The rise of DeepSeek has led to malicious actors attempting to exploit its prominence. Positive Technologies researchers have discovered two information-stealing packages on the Python Package Index (PyPI), mimicking developer tools for DeepSeek. These information-stealers are designed to take the data of the developers that utilize them. When executed on the device, the payload will steal target data, system data, and environment variables (such as database credentials, API keys, and infrastructure access tokens). 

Below, security leaders discuss the implications of these findings. 
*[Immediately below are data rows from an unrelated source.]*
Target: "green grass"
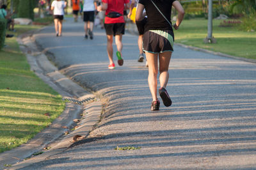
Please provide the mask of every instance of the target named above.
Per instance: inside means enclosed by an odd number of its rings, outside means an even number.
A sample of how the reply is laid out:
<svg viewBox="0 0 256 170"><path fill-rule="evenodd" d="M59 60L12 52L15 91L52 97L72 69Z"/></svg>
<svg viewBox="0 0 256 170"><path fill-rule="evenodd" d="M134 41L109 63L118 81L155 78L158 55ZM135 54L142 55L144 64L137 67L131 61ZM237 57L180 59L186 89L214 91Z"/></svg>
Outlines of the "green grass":
<svg viewBox="0 0 256 170"><path fill-rule="evenodd" d="M40 27L15 28L17 36ZM0 51L0 153L27 143L49 125L65 105L60 95L30 71L16 38L6 38L5 44Z"/></svg>
<svg viewBox="0 0 256 170"><path fill-rule="evenodd" d="M221 20L214 20L212 36L216 43L205 44L207 20L182 21L179 29L174 31L175 42L220 52L234 56L256 59L256 33L240 31L238 27L219 27Z"/></svg>

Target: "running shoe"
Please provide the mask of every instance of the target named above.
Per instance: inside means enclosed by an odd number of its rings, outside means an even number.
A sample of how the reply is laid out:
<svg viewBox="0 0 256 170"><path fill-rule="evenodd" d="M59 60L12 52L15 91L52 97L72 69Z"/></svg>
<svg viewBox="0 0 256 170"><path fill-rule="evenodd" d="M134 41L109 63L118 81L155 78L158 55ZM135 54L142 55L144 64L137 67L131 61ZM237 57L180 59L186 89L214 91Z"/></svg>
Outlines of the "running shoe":
<svg viewBox="0 0 256 170"><path fill-rule="evenodd" d="M159 111L160 106L159 100L153 101L151 104L151 111Z"/></svg>
<svg viewBox="0 0 256 170"><path fill-rule="evenodd" d="M170 106L172 105L172 100L165 88L162 87L159 88L158 91L163 100L164 105L166 107Z"/></svg>
<svg viewBox="0 0 256 170"><path fill-rule="evenodd" d="M143 62L143 60L144 60L144 54L143 53L142 53L140 54L138 62Z"/></svg>
<svg viewBox="0 0 256 170"><path fill-rule="evenodd" d="M91 31L91 30L89 30L89 36L90 36L90 39L92 40L93 39L93 35L92 33L92 31Z"/></svg>
<svg viewBox="0 0 256 170"><path fill-rule="evenodd" d="M118 63L118 65L122 66L124 64L124 59L122 58L122 53L120 51L116 52L116 56L118 60L117 61L117 63Z"/></svg>
<svg viewBox="0 0 256 170"><path fill-rule="evenodd" d="M115 63L112 63L108 65L109 69L115 69Z"/></svg>

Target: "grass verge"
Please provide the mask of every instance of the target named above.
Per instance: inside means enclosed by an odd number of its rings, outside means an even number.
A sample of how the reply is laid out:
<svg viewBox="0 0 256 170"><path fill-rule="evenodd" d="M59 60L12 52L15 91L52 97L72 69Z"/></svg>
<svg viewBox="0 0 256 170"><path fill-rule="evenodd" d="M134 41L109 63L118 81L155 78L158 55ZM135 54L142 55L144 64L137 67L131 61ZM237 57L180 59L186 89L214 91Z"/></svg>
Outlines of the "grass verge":
<svg viewBox="0 0 256 170"><path fill-rule="evenodd" d="M20 34L40 28L15 26ZM65 101L33 72L16 38L0 51L0 153L26 143L63 112Z"/></svg>
<svg viewBox="0 0 256 170"><path fill-rule="evenodd" d="M207 20L185 20L174 31L175 42L220 52L229 55L256 59L256 33L240 31L238 27L220 27L221 20L213 20L212 36L216 43L206 44Z"/></svg>

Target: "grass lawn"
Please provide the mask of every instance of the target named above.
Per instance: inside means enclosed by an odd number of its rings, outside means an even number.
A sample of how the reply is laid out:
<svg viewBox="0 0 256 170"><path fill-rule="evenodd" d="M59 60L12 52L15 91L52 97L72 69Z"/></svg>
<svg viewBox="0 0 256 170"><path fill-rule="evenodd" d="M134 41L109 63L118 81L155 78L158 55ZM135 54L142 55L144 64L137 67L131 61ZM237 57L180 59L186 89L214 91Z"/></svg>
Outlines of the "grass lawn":
<svg viewBox="0 0 256 170"><path fill-rule="evenodd" d="M40 26L15 26L21 34ZM65 101L29 70L16 38L0 51L0 153L26 143L63 112Z"/></svg>
<svg viewBox="0 0 256 170"><path fill-rule="evenodd" d="M204 43L207 36L205 19L183 20L179 29L174 31L175 42L256 59L256 32L240 31L237 27L219 27L221 21L213 20L212 36L216 43Z"/></svg>

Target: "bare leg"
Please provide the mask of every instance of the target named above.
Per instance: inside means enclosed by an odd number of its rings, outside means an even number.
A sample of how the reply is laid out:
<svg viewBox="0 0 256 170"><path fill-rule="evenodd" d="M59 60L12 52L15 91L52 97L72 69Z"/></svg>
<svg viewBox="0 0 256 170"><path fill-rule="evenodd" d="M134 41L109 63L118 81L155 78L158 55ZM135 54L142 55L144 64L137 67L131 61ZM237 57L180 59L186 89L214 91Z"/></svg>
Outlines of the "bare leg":
<svg viewBox="0 0 256 170"><path fill-rule="evenodd" d="M148 64L148 81L153 101L157 100L157 56L158 54L153 54L146 52L147 60Z"/></svg>
<svg viewBox="0 0 256 170"><path fill-rule="evenodd" d="M56 34L58 34L58 22L59 22L59 20L57 19L54 19L54 28L55 28L55 32Z"/></svg>
<svg viewBox="0 0 256 170"><path fill-rule="evenodd" d="M117 50L122 52L123 49L123 43L122 42L122 35L117 35L115 36L115 42L116 45Z"/></svg>
<svg viewBox="0 0 256 170"><path fill-rule="evenodd" d="M93 31L93 26L94 26L94 22L89 22L90 23L90 30L92 32Z"/></svg>
<svg viewBox="0 0 256 170"><path fill-rule="evenodd" d="M138 38L138 46L139 47L140 54L143 53L143 50L142 49L142 42L143 42L143 35L139 35Z"/></svg>
<svg viewBox="0 0 256 170"><path fill-rule="evenodd" d="M85 32L85 35L88 35L88 22L84 22L84 32Z"/></svg>
<svg viewBox="0 0 256 170"><path fill-rule="evenodd" d="M159 54L159 81L161 87L166 87L169 79L169 64L172 52L164 52Z"/></svg>
<svg viewBox="0 0 256 170"><path fill-rule="evenodd" d="M107 35L108 39L108 58L109 59L109 64L112 64L114 63L113 61L113 35Z"/></svg>
<svg viewBox="0 0 256 170"><path fill-rule="evenodd" d="M59 26L59 36L61 36L62 32L62 20L59 20L59 21L58 22L58 24Z"/></svg>

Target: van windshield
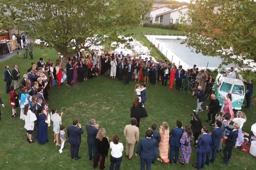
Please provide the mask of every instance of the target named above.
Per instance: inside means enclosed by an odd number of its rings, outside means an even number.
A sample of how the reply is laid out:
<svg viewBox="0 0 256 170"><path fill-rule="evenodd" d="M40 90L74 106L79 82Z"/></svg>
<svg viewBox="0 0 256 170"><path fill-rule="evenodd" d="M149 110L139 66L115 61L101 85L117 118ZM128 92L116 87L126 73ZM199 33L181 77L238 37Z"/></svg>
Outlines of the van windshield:
<svg viewBox="0 0 256 170"><path fill-rule="evenodd" d="M232 90L232 94L242 96L244 95L244 86L234 85Z"/></svg>
<svg viewBox="0 0 256 170"><path fill-rule="evenodd" d="M220 88L220 91L225 92L229 92L231 89L232 84L226 83L225 82L222 83L222 85Z"/></svg>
Security leaders weigh in 

Jason Soroko, Senior Fellow at Sectigo:

Positive Technologies’ report details a threat where malicious actors injected infostealer malware into the PyPI repository by disguising it as DeepSeek. The findings confirm that attackers exploit trusted naming conventions and the open-source ecosystem’s reliance on authentic package sources. Although the report was published from a Russian domain, which may limit accessibility, the technical evidence underscores a growing risk in software supply chains. Organizations should enforce strict package verification and monitor repository activity to mitigate potential breaches.

Mike McGuire, Senior Security Solutions Manager at Black Duck:

In the early days of open source software, we were taught to treat the packages we used with inherent trust. We’re now in the era of having to treat every package that we download or use with a reasonable level of scrutiny. While this attack involved the name DeepSeek, it’s important to note that this had nothing to do with the company, or with AI at all. Rather, it has everything to do with attackers seeing opportunity in the popularity of AI tools in the development community. 

In their eagerness to leverage DeepSeek in their tasks, many developers missed the “red flag” that they were downloading packages from an account with a limited, poor reputation, and had their environment variables and secrets compromised as a result. This emphasizes the importance of leveraging all of the metrics made available for open source packages before including them into projects. While it seems obvious by now that dependencies with security vulnerabilities should be excluded, component provenance, health, and operational factors should also serve as inclusion criteria; those with little to no history, concerning changes from one version to the next, questionable owners, poor community support, etc… should be flagged for further review and scrutiny. 

While this sounds like a time consuming task, there is no shortage of tools on the market that do this automatically and build directly into the software development lifecycle.